That has now manifested itself in My Next Guest Needs No Introduction, in which Netflix allows Letterman a space to be more open about himself and also to dig deeper on topics that he's interested in, with well-chosen guests whom he clearly likes and respects.
There's a moment in this first episode with Obama when a clearly emotional Letterman somehow manages to keep the tears back as the two talk; it's another indication that an older, more introspective Letterman, who doesn't have to do the same old thing night after night, allows himself to let out a little more of himself, to move away from mini-segments of guests talking about the movies they're in after a silly personal anecdote.
And while he clearly tries to keep the focus on Obama (and Clooney as well), it's almost more interesting to see Letterman's own continued change.
The logo for the new series is lovely. Paul Shaffer has added some appropriately jazzy riffs (there's no band, of course, the only constants in the first two episodes, which took place in New York and Los Angeles, being the two leather chairs plopped down on sparse, massive stages inside lovely theaters; the airy feel and cinematic look of these Netflix shows are in stark contrast to his network show). Letterman's now-trademark, post-retirement overgrown beard is still present. What's revealed here is a newer (but older) Dave, and that is equal to the main attraction of the guests, though Letterman would clearly not like that notion.
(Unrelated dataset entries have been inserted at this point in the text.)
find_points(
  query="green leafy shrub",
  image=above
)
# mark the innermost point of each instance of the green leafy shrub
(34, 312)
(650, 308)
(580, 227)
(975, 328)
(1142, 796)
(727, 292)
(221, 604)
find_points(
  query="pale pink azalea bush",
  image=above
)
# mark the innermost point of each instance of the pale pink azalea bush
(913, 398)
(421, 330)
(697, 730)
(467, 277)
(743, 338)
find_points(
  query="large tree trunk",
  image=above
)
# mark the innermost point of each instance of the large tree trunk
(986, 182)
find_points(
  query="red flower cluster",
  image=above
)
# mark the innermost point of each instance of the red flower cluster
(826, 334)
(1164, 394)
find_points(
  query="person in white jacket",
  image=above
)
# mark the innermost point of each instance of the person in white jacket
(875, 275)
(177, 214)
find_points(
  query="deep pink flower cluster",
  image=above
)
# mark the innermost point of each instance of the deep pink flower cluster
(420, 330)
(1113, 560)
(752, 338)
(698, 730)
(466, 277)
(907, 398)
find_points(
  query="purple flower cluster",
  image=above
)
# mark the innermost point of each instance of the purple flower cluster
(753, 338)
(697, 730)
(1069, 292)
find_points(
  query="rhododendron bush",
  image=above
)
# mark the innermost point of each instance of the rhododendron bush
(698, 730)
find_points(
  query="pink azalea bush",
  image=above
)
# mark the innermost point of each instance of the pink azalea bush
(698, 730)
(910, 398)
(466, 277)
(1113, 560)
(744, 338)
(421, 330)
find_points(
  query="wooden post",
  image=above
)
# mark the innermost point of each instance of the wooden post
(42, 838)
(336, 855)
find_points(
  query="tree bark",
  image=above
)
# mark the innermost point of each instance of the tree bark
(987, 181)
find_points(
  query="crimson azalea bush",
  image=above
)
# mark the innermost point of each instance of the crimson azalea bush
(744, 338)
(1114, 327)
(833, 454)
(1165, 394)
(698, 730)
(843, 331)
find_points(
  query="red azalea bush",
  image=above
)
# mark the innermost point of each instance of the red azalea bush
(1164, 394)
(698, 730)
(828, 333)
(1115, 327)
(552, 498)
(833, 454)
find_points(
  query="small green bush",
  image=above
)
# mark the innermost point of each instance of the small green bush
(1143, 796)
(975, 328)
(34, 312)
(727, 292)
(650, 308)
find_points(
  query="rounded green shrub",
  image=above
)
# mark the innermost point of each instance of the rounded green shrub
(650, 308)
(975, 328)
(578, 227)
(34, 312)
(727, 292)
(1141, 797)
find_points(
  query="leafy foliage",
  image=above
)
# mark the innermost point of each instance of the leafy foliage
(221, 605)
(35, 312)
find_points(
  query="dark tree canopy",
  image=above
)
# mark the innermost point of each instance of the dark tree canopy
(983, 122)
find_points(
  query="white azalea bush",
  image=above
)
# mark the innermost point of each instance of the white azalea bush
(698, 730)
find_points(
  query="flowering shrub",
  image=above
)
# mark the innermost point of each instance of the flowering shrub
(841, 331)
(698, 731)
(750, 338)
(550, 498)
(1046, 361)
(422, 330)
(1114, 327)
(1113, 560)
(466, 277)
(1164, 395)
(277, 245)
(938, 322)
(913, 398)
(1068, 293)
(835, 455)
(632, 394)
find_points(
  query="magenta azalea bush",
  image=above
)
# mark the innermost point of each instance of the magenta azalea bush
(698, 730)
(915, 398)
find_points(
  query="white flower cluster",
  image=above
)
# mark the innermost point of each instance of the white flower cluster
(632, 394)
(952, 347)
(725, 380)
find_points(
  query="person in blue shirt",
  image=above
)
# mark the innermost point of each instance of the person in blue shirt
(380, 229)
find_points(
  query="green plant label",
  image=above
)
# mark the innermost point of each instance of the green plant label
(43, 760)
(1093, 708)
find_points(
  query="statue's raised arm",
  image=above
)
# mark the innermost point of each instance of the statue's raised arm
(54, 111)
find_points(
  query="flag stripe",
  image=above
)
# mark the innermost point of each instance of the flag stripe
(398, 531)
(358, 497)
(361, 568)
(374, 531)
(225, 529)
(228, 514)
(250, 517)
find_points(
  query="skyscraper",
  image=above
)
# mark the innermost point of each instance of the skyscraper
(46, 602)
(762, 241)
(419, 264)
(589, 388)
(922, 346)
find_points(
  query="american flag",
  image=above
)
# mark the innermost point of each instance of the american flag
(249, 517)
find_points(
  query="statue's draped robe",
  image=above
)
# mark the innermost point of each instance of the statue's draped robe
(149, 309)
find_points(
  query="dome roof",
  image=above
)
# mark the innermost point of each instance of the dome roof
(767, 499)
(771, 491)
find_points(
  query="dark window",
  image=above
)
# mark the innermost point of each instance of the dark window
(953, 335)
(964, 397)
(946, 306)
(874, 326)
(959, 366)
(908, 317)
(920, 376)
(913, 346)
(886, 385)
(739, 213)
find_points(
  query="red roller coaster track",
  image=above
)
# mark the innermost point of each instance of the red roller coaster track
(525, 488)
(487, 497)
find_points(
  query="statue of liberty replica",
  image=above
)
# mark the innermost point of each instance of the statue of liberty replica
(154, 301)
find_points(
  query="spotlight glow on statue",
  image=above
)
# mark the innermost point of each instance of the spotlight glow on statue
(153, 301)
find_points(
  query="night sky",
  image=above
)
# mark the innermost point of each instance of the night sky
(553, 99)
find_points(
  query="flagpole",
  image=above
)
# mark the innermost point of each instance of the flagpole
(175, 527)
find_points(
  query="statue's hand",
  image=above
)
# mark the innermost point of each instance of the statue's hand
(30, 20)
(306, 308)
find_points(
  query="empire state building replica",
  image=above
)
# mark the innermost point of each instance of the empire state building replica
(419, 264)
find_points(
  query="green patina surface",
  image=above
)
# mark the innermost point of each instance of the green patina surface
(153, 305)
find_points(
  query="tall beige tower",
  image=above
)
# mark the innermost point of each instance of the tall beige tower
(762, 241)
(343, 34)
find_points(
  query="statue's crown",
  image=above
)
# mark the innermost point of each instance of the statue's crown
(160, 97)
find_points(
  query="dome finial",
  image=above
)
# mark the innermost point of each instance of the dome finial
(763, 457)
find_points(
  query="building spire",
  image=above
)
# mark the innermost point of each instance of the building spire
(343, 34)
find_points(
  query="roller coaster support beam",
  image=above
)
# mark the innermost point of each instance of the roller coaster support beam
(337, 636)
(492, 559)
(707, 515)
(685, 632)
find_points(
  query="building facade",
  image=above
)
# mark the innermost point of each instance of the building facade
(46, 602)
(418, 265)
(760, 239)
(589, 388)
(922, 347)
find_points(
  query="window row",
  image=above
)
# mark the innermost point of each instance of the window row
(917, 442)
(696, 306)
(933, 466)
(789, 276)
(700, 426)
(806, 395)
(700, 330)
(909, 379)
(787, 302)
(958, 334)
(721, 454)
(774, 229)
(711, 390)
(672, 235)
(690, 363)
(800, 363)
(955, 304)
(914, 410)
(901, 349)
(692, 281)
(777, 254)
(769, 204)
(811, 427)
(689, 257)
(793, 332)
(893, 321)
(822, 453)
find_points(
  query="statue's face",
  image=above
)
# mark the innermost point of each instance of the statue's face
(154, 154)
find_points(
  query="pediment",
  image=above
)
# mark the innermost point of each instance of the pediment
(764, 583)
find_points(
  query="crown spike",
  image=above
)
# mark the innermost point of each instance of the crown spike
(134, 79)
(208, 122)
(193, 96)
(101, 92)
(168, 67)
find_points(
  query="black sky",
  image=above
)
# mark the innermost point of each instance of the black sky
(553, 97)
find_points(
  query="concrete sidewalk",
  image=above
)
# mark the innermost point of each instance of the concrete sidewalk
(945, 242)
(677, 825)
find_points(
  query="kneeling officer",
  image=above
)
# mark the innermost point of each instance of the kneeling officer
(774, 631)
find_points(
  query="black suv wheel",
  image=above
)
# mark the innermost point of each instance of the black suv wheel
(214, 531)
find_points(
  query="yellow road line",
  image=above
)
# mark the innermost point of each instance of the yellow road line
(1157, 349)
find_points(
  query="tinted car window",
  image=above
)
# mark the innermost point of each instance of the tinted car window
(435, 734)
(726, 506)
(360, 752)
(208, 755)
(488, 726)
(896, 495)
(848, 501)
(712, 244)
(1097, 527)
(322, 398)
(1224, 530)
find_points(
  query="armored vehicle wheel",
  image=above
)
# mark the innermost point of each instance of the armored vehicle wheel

If you're thinking that Letterman coming out of retirement, lured to Netflix, is going to lead to something wholly new and super exciting, well, no. That's not really the point, it appears. These are really just live, in-depth, onstage interviews that were taped for your enjoyment. That's it. Nothing revolutionary here. But reinventing the wheel isn't necessary if watching Letterman be allowed to be serious, to talk at length to people he's interested in, leads in turn to a little more insight into Letterman himself. That's worth both an investment of your time and Netflix's money.
Premieres: Friday (Netflix). Subsequent episodes will appear once a month for six total.